Onestamente, sulle prime, oltre a un super-lavoro solo un grande smarrimento. Lei si ricorderà che per tutte le cerimonie il numero massimo di persone era di cinque. Valeva per tutti, non solo per chi, causa Covid19, aveva perso una persona cara. Ho visto famigliari depennati dalle liste di chi avrebbe potuto partecipare al funerale e noi, come tutti, non potevamo nemmeno stringere la mano alle persone che si rivolgevano a noi per avere non solo un servizio, ma anche un sostegno. È a quel punto che mi è nata l’idea: perché non usare le competenze acquisite al CISA per garantire almeno una parvenza di ultimo saluto condiviso? Ho così proposto di installare delle telecamere nello spazio cerimonie e di organizzarci per dei collegamenti streaming. Certo, non era la medesima cosa che essere lì, con parenti e amici, ma… pur non essendo in presenza fisica il poter partecipare era già una piccola stampella per reggere un dolore forzatamente dilatato. Glielo dico con quasi certezza perché in quei giorni mi sono trovato a organizzare anche il funerale di mia nonna, una delle persone che ho maggiormente amato. I nostri parenti di Milano hanno potuto seguire la cerimonia in diretta live su YouTube. Non è stato come essere lì tutti insieme, ma… già solo vedere (oltre che sapere) che c’eravamo è stato d’aiuto.

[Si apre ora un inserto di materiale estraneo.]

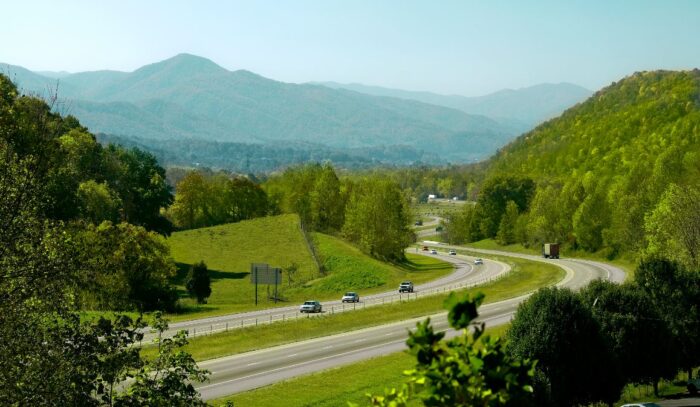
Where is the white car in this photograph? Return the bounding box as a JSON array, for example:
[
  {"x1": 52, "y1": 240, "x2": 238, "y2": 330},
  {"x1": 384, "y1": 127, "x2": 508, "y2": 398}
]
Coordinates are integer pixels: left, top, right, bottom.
[
  {"x1": 341, "y1": 291, "x2": 360, "y2": 302},
  {"x1": 299, "y1": 300, "x2": 323, "y2": 313}
]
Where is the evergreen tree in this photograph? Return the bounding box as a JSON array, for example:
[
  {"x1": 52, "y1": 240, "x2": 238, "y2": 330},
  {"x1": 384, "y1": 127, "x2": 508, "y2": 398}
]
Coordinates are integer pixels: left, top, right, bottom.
[{"x1": 185, "y1": 261, "x2": 211, "y2": 304}]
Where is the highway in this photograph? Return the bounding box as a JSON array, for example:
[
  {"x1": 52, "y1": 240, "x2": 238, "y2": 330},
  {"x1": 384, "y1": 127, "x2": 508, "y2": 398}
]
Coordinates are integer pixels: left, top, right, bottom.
[
  {"x1": 149, "y1": 252, "x2": 510, "y2": 342},
  {"x1": 191, "y1": 246, "x2": 625, "y2": 400}
]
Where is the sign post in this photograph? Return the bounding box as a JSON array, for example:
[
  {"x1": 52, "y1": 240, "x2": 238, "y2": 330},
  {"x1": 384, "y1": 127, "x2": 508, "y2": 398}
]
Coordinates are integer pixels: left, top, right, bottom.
[{"x1": 250, "y1": 263, "x2": 282, "y2": 305}]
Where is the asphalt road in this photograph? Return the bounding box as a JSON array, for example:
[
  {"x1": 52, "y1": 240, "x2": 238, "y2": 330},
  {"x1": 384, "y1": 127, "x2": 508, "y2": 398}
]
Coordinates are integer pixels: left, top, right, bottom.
[
  {"x1": 198, "y1": 251, "x2": 624, "y2": 400},
  {"x1": 143, "y1": 250, "x2": 510, "y2": 343}
]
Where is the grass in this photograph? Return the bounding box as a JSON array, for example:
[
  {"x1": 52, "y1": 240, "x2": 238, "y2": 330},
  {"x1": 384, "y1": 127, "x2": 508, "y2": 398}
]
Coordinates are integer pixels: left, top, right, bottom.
[
  {"x1": 465, "y1": 239, "x2": 636, "y2": 280},
  {"x1": 212, "y1": 326, "x2": 506, "y2": 407},
  {"x1": 168, "y1": 215, "x2": 452, "y2": 321},
  {"x1": 167, "y1": 215, "x2": 318, "y2": 320},
  {"x1": 143, "y1": 252, "x2": 565, "y2": 360}
]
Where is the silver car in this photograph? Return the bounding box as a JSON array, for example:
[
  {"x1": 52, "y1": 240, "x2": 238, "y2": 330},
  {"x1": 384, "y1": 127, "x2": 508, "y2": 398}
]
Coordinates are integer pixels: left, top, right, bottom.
[
  {"x1": 342, "y1": 291, "x2": 360, "y2": 302},
  {"x1": 299, "y1": 300, "x2": 323, "y2": 313}
]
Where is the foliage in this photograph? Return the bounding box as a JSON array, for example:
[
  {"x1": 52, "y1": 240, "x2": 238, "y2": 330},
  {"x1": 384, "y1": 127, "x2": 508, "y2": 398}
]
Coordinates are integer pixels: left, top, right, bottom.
[
  {"x1": 496, "y1": 201, "x2": 519, "y2": 245},
  {"x1": 477, "y1": 176, "x2": 535, "y2": 238},
  {"x1": 0, "y1": 139, "x2": 204, "y2": 406},
  {"x1": 370, "y1": 293, "x2": 534, "y2": 407},
  {"x1": 644, "y1": 184, "x2": 700, "y2": 270},
  {"x1": 169, "y1": 171, "x2": 268, "y2": 229},
  {"x1": 634, "y1": 257, "x2": 700, "y2": 378},
  {"x1": 343, "y1": 178, "x2": 415, "y2": 261},
  {"x1": 0, "y1": 71, "x2": 172, "y2": 234},
  {"x1": 114, "y1": 312, "x2": 209, "y2": 407},
  {"x1": 487, "y1": 70, "x2": 700, "y2": 255},
  {"x1": 185, "y1": 261, "x2": 211, "y2": 304},
  {"x1": 74, "y1": 221, "x2": 177, "y2": 311},
  {"x1": 579, "y1": 280, "x2": 678, "y2": 396},
  {"x1": 507, "y1": 288, "x2": 624, "y2": 406}
]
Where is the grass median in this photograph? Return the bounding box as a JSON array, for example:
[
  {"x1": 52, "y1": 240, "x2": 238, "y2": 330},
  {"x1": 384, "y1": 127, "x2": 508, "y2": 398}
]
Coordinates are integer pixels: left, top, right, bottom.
[
  {"x1": 211, "y1": 325, "x2": 507, "y2": 407},
  {"x1": 143, "y1": 256, "x2": 565, "y2": 360}
]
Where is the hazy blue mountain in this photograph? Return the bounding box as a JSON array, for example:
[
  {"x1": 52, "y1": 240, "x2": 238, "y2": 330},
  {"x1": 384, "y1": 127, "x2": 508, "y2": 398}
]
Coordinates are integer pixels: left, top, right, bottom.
[
  {"x1": 0, "y1": 54, "x2": 524, "y2": 162},
  {"x1": 317, "y1": 82, "x2": 593, "y2": 130}
]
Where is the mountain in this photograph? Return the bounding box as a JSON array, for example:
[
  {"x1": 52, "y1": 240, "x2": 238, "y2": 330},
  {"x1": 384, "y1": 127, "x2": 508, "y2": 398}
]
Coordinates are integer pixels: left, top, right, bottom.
[
  {"x1": 317, "y1": 82, "x2": 593, "y2": 130},
  {"x1": 485, "y1": 69, "x2": 700, "y2": 258},
  {"x1": 0, "y1": 54, "x2": 517, "y2": 162}
]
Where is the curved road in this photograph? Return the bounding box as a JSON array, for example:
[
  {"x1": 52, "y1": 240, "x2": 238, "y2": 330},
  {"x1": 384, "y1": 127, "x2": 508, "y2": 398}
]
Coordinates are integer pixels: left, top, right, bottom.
[
  {"x1": 150, "y1": 252, "x2": 510, "y2": 342},
  {"x1": 197, "y1": 246, "x2": 625, "y2": 400}
]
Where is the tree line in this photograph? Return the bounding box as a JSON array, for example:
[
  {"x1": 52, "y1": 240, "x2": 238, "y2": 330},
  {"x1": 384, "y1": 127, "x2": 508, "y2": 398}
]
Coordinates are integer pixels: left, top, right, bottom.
[{"x1": 369, "y1": 257, "x2": 700, "y2": 407}]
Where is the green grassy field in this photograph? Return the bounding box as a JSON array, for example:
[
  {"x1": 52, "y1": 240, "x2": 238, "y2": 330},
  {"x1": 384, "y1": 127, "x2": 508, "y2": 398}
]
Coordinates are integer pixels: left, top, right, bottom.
[
  {"x1": 212, "y1": 326, "x2": 506, "y2": 407},
  {"x1": 168, "y1": 215, "x2": 453, "y2": 321},
  {"x1": 143, "y1": 256, "x2": 565, "y2": 360}
]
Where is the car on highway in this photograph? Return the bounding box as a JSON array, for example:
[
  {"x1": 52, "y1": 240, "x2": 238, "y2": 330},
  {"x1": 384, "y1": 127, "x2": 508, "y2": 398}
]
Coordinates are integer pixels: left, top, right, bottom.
[
  {"x1": 342, "y1": 291, "x2": 360, "y2": 302},
  {"x1": 299, "y1": 300, "x2": 323, "y2": 313},
  {"x1": 399, "y1": 281, "x2": 413, "y2": 293}
]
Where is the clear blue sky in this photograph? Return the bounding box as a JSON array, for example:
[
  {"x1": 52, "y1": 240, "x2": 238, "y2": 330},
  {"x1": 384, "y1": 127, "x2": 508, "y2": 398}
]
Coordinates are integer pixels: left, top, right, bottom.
[{"x1": 0, "y1": 0, "x2": 700, "y2": 95}]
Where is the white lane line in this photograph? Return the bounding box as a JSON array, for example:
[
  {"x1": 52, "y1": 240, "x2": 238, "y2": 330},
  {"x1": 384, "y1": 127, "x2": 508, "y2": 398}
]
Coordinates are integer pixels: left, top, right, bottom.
[{"x1": 198, "y1": 339, "x2": 404, "y2": 394}]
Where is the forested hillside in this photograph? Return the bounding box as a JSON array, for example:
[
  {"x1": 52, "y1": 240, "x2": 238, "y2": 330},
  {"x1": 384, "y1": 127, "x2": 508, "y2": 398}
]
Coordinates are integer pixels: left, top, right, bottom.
[
  {"x1": 446, "y1": 70, "x2": 700, "y2": 263},
  {"x1": 0, "y1": 54, "x2": 518, "y2": 165}
]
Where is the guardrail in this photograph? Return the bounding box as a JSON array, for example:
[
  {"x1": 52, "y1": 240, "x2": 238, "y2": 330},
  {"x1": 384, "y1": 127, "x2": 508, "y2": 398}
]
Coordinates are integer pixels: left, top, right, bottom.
[{"x1": 179, "y1": 262, "x2": 512, "y2": 338}]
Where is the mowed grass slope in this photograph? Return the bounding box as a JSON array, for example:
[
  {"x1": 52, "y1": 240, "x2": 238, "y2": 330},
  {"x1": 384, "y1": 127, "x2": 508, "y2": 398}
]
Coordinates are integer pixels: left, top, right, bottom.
[
  {"x1": 168, "y1": 215, "x2": 318, "y2": 320},
  {"x1": 168, "y1": 215, "x2": 453, "y2": 321}
]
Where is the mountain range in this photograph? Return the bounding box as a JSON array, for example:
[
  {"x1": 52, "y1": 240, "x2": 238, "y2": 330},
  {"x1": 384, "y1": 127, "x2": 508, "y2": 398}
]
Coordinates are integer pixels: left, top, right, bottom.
[{"x1": 0, "y1": 54, "x2": 585, "y2": 168}]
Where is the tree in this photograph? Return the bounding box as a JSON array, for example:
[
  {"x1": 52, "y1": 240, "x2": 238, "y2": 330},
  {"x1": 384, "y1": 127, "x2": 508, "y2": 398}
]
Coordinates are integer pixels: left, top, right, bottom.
[
  {"x1": 507, "y1": 288, "x2": 624, "y2": 406},
  {"x1": 310, "y1": 164, "x2": 345, "y2": 232},
  {"x1": 185, "y1": 261, "x2": 211, "y2": 304},
  {"x1": 77, "y1": 180, "x2": 121, "y2": 224},
  {"x1": 634, "y1": 257, "x2": 700, "y2": 375},
  {"x1": 477, "y1": 176, "x2": 535, "y2": 237},
  {"x1": 343, "y1": 178, "x2": 414, "y2": 261},
  {"x1": 579, "y1": 280, "x2": 678, "y2": 395},
  {"x1": 114, "y1": 312, "x2": 209, "y2": 407},
  {"x1": 370, "y1": 293, "x2": 535, "y2": 407},
  {"x1": 644, "y1": 184, "x2": 700, "y2": 270},
  {"x1": 72, "y1": 222, "x2": 177, "y2": 311},
  {"x1": 496, "y1": 201, "x2": 520, "y2": 245},
  {"x1": 104, "y1": 145, "x2": 174, "y2": 235}
]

Matteo, lei ha senza dubbio la forza dell’empatia, ma la sua professione resta pur sempre quella del necroforo…
È vero e, sinceramente, sulle prime mi sentivo piuttosto imbarazzato. Poi mi sono detto che io stavo-sto svolgendo la professione che volevo esercitare e che ho scelto, una professione che mi permette di dare un po’ di serenità alle persone in un momento in cui, a riempire le loro vite, sono il dolore, la tristezza, la malinconia. Certo che vedere me che mi guardo dal bus che mi sta davanti come volto delle onoranze funebri, continua a farmi una certa impressione. Le posso però assicurare che fintanto che la sera, prima di addormentarmi, potrò dire di aver aiutato qualcuno ad apprezzare la vita anche davanti alla morte, andrò avanti. È la mia vita, ma, soprattutto, è la professione che ho scelto e che amo.